How voluntary is the scheme?
Fallon has been falling back in successive debates about the government’s proposals on the fact the scheme is not mandatory, but the opposition questioned how voluntary it really is. For instance, a person desperate for a job may take one that includes an employee-ownership contract even if they do not want to give up their rights. It is also possible for employers to make workers redundant and reinstate them on an employee ownership scheme. Others may simply feel they are not able to opt-out without risking their job security.
The introduction of “protected” settlement agreements through the Enterprise and Regulatory Reform Bill was also of concern, with Murray noting: ” An employer and an employee can have a conversation about moving someone from a normal employment contract on to a new employee owners contract under the guise of a settlement agreement, without having any of that independent legal or financial advice put alongside it. That is a real danger.”
Andrew Stunnell MP queried whether sanctions would be placed on Job Seeker Allowance claimants who reject an offer on the basis that it is for an employee-ownership scheme rather than a typical employment contract.
Cost to workers
It was also revealed there are hidden costs to workers in the form of income tax on the shares they hold, which would count as an employment benefit, although the government stated that the first £2,000 of shares would not be eligible for taxation.
Murray noted: “The poor employee will have to find a significant amount of money to pay that tax and national insurance, before the value of the shares has even been realised.”
Flexible working, parental leave and the effect on women
Employee ownership also includes giving up the right to request flexible working and curtailed rights for parents.
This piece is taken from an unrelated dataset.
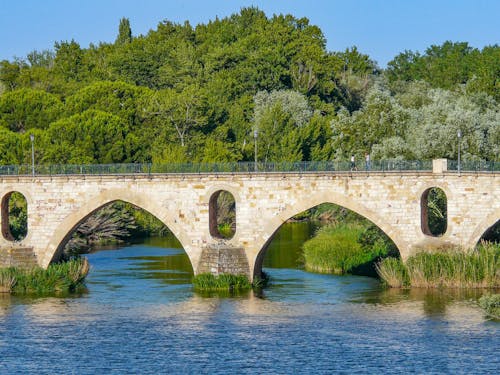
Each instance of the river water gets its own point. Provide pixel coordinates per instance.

It was raised during the session that this could have a disproportionate effect on women.
Fallon responded with a naively optimistic view of the employment relationship: “While employee owners do not have the statutory right to request flexible working, it does not stop them having constructive conversations with their employers about how they work to best suit the needs of the individual and the needs of the company”.
When it comes to the curtailing of parental rights, the minister’s response was similarly out-of-touch: “Employee owners will want to ensure that their early return from maternity or adoption leave creates minimal disruption to the business,” he stated.
The removal of the right to request training
It was noted that this is an odd choice of employment right to remove at a time the government claims it is attempting to promote greater skills acquisition in the country.
There were concerns that the lack of job security that could arise from the proposals could damage consumer confidence and thus economic growth – hardly the ideal outcome of the Growth and Infrastructure Bill (incidentally, Murray noted that employee ownership appears to have nothing to do with either growth or infrastructure).
The damage to employment rights
Finally, the largest worry of all: the damage the proposals could do to employment rights. Murray noted: “[The Coalition] are paying lip service to the idea that they are standing up for employee rights”, describing the shares-for-rights scheme as nothing but “a potential tax loophole for wealthy employers and employees to exploit” and an easy way for unscrupulous workers to get rid of staff without good reason.
Fallon’s words on this issue were typical of the weak spin the government has been putting on each of its anti-worker policies. “It was suggested that the proposal takes away rights,” he said. “It does not take away rights; it adds a new right to a new form of employment status.”
However the only people we can see gaining rights are rogue employers and tax avoiders, who are being gifted with extra tools to exploit workers and drain the public purse.